Per interrogarsi e dialogare correttamente sul futuro dell’universo, serve una “cosmologia aperta” e una teologia che rinunci alla “politica dello struzzo”. Ne è convinto Francesco Brancato, ordinario di teologia dogmatica presso lo Studio teologico San Paolo di Catania, autore del volume “Il futuro dell’universo. Cosmologia ed escatologia”, che contiene una prefazione di Roberto Battiston, presidente dell’Agenzia Spaziale Italiana.
Da parte sua, la teologia nel suo confronto con la scienza impara a formulare in maniera più accorta il suo pensiero della fine, mantenendosi a una prudente distanza dalla tentazione che nel passato l’aveva colpita, ovvero quella di trasformarsi in una sorta di reportage anticipato degli eventi finali dell’esistenza dell’uomo e della storia dell’universo, una vera e propria finestra aperta sull’aldilà e sugli eventi conclusivi del cosmo creato.
A vent’anni dalla “Fides et ratio” di Giovanni Paolo II, e alla luce di quanto scrive Papa Francesco nell’Evangelii gaudium (nn. 242-243), quali sono oggi le “ragioni” del dialogo tra scienziati e teologi?
Ogni qualvolta leggo soprattutto l’incipit del n. 242 di Evangelii gaudium, lì dove leggiamo che “anche il dialogo tra scienza e fede è parte dell’azione evangelizzatrice che favorisce la pace”, sento, tra le altre cose, anche un forte senso di responsabilità e mi sento incoraggiato, nel mio piccolo, circa il lavoro che tento di portare avanti. Il panorama culturale, politico, economico e religioso di 20 anni fa, quando venne pubblicata l’enciclica di Giovanni Paolo II, rispetto a quello attuale è in buona parte cambiato, ma è anche vero che i problemi che l’uomo si pone, le sue domande fondamentali circa la sua provenienza e l’origine di tutte le cose, il senso del suo stare al mondo, il suo destino e il destino dell’universo in cui abita e di cui è parte, sono sempre uguali, per cui le ragioni del dialogo sono non solo immutate, ma, se possibile, sempre più evidenti. Perché ci sia vero dialogo è necessario che si raggiunga il cuore della riflessione dell’interlocutore e che non ci si rassegni o ci si accontenti di sfiorarne soltanto la parte più superficiale e più innocua. Un convinto dialogo tra scienza fede, infatti, non può portare a un’armonizzazione affrettata delle rispettive posizioni.
Nel dialogo con la scienza la teologia deve perciò rifuggire dalla tentazione di una “politica dello struzzo” per far fronte all’imbarazzo e alla contraddizione in cui, a volte, cade il pensiero credente quando fa i conti con un avanzare della scienza a cui non è sufficientemente preparato.
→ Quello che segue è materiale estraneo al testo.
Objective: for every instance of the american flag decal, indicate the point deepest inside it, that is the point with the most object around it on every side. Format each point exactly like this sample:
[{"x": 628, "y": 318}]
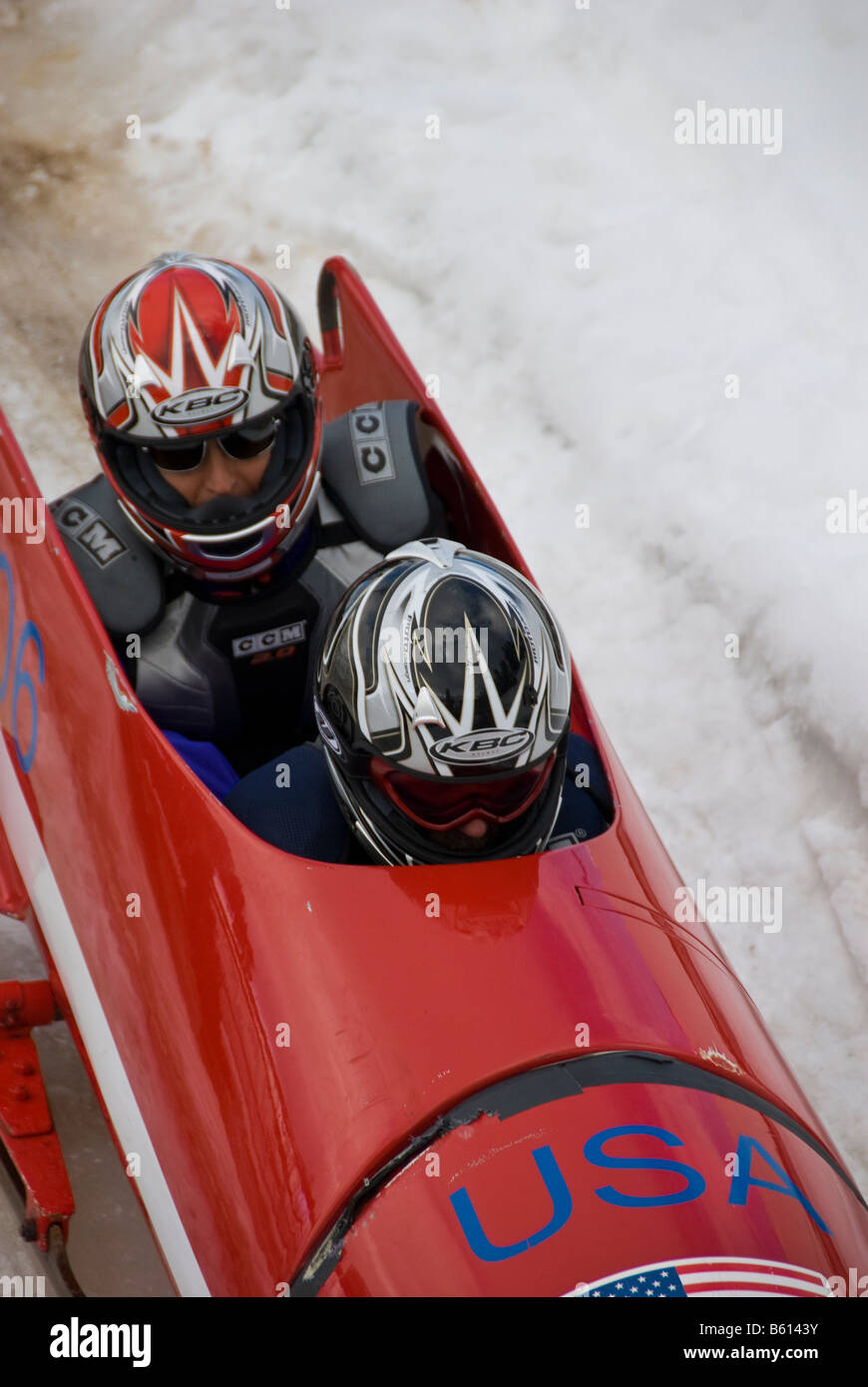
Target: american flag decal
[{"x": 706, "y": 1276}]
Come districarsi tra i diversi modelli scientifici sul cosmo? Le parole della teologia sono una risposta ai limiti della scienza?
La fisica del ‘900 ha mostrato sempre più che l’immagine del mondo è complessa e difficilmente riducibile entro un solo schema di pensiero. Il mondo, infatti, rivela una complessità di cui non può dare ragione la sola fisica o la scienza in genere. Quest’ultima, in effetti, ha compreso sempre meglio che l’atteggiamento che deve assumere è quello della modestia. Il sapere scientifico, difatti, così come tutti gli altri saperi umani, è storico e parziale. Per questa ragione non può essere assolutizzato a motivo dei limiti intrinseci alla sua conoscenza che rendono improbabile l’elaborazione di “teorie del tutto” capaci di ricostruire nel dettaglio l’intero reale in tutta la sua irriducibile complessità.
Credo che oggi il dialogo – non solo possibile, ma necessario – tra la teologia e la cosmologia possa avvenire soltanto nella misura in cui abbiamo a che fare con una cosmologia aperta.
Il dialogo è possibile soltanto nella misura in cui abbiamo a che fare con una teologia disposta a rinunziare ad autodefinirsi come l’istanza assolutamente ultima, risolutiva, conclusiva, della ricerca di senso da parte dell’uomo, come se tutto il resto fosse solo contrassegnato dal limite e dal provvisorio; una teologia, dunque, che ha coscienza di essere in possesso di quella “ignorantia futuri” di cui parlo più volte nel mio libro. Ciò che mi spaventa soprattutto quando la teologia è impegnata a parlare del destino ultimo dell’universo – e lo scrivo nel mio libro – è, infatti, il pericolo che la riflessione credente possa dare l’impressione di essere in possesso di un “tesoro di scienza rivelata” o, per usare l’immagine di qualcun altro, di una sorta di “copione dell’ultimo atto della tragedia umana”. Ciò che si dice della scienza vale, dunque, in un certo qual modo, anche per la teologia.